After a huge flood has left people homeless and living in a tented community land owner Phineas T. Flagg (Kenneth Harlan) offers them a chance to build a brand new town on part of his ranch with the promise that they won't have to pay him anything for the first twenty years. For many who have seen the homes they loving built washed away in the flood the offer is to good to turn down. But when The Three Mesquiteers stumble across the busses carrying the folks looking to start again they decide to look into things they discover that con man Flagg is behind it and are sure he is up to no good. And they are right as Flagg is up to no good, letting these homeless civilians improve his land so that he can sell it out from beneath them for a profit.

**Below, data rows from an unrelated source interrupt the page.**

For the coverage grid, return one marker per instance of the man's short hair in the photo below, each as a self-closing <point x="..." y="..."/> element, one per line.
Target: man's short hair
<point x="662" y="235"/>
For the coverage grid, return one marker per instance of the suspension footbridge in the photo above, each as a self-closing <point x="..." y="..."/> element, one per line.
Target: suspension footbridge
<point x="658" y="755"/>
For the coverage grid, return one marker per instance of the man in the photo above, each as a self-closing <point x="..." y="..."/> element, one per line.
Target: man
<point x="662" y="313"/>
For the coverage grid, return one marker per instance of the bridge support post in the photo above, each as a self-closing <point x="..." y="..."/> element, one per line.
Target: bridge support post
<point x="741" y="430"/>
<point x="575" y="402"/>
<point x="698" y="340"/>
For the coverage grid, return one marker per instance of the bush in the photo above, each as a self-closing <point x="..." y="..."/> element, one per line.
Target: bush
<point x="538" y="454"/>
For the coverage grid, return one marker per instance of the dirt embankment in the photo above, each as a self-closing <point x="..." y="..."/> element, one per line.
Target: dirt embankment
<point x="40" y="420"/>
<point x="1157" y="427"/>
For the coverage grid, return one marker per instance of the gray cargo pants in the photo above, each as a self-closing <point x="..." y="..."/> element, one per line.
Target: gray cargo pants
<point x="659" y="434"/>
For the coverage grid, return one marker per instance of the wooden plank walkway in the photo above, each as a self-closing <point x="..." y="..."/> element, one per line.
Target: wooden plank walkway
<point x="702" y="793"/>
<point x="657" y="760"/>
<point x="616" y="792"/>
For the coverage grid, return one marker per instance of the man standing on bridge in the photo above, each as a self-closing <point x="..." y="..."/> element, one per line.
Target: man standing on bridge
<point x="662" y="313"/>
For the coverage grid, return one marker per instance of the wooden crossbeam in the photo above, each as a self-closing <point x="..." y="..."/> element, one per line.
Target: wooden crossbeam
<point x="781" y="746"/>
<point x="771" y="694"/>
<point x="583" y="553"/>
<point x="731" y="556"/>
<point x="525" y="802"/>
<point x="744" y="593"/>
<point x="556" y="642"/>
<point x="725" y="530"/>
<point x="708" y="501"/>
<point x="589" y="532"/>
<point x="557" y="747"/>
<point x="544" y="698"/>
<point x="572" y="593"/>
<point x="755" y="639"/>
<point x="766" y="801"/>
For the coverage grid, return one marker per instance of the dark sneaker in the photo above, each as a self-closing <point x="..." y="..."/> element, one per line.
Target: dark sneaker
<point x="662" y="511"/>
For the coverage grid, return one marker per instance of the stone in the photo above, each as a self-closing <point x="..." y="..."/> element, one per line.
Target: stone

There was a time when I thought I had seen it all when it came to movies and then I stumble across a movie which whilst not necessarily good makes me sit up and pay attention for one reason or another. Now I didn't expect "Gunsmoke Ranch" to be a movie which commanded my attention yet this for the most typical western did because not only a heavy comedy aspect but also because it features a ventriloquist dummy. Now I should also say this is the first western I have watched featuring The Three Mesquiteers and so was not prepared for the comedy relief going on between them.

But beyond the frequent comedy of The Three Mesquiteers the rest of "Gunsmoke Ranch" is for the most typical with a nefarious business man who is of course up to no good and are good guys trying to show him up as the fraud which he is. The whole set up of a flood is in fairness quite an entertaining entry point but the mix of action, love interest and bad guy is just typical.

What this all boils down to is that "Gunsmoke Ranch" is an entertaining entry movie for those who have never come across The Three Mesquiteers before with its abundance of comic relief but at the same time it is a typical 1930s western, the sort which are a dime a dozen.